Born in Auckland, New Zealand, in 1892, Keith Murray came to England with his parents in 1906 and after a stint with the Royal Air Force in the First World War trained as an architect. His architectural career was cut short by the economic depression that hit the building trade in the 1920s and 1930s, and he turned to other forms of design. Having produced some designs for glass pieces for other companies, he was invited to design for Wedgwood on a freelance basis. Murray's pieces were prominently displayed at an exhibition held by John Lewis in 1933, and by 1935 his work was attracting a lot of attention; in 1936 Wedgwood held an exhibition of its own which featured many of Keith Murray’s designs.

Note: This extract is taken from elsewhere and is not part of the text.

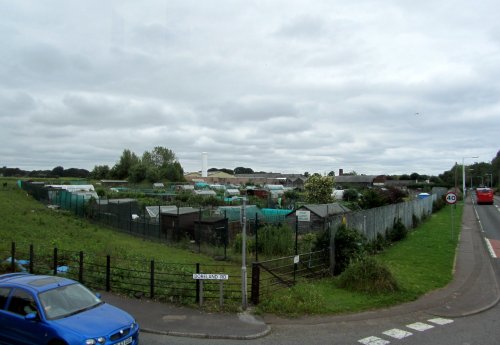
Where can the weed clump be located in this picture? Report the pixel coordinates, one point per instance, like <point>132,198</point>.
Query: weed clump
<point>368,275</point>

In 1936, Murray was appointed to design the new Wedgwood factory at Barlaston in Staffordshire; after the Second World War, he returned to architecture and left his design work behind. Murray died in 1981.
Keith Murray’s designs for Wedgwood are very popular with collectors. True to his architectural training, his pieces are elegant, geometric and structural and the simplicity of his designs have made them a favourite with connoisseurs. Popular tableware designs include Lotus, Weeping Willow, Iris and Pink Flower and the most desirable colours are bronze, black, grey and moonstone. Genuine examples should carry either Keith Murray’s signature or his initials and the word ‘WEDGWOOD’.
As with all ceramics, the value of the individual item is largely dependent on the age, condition and rarity. Any damage reduces value considerably, but good, clean examples with no chips or cracks are in demand.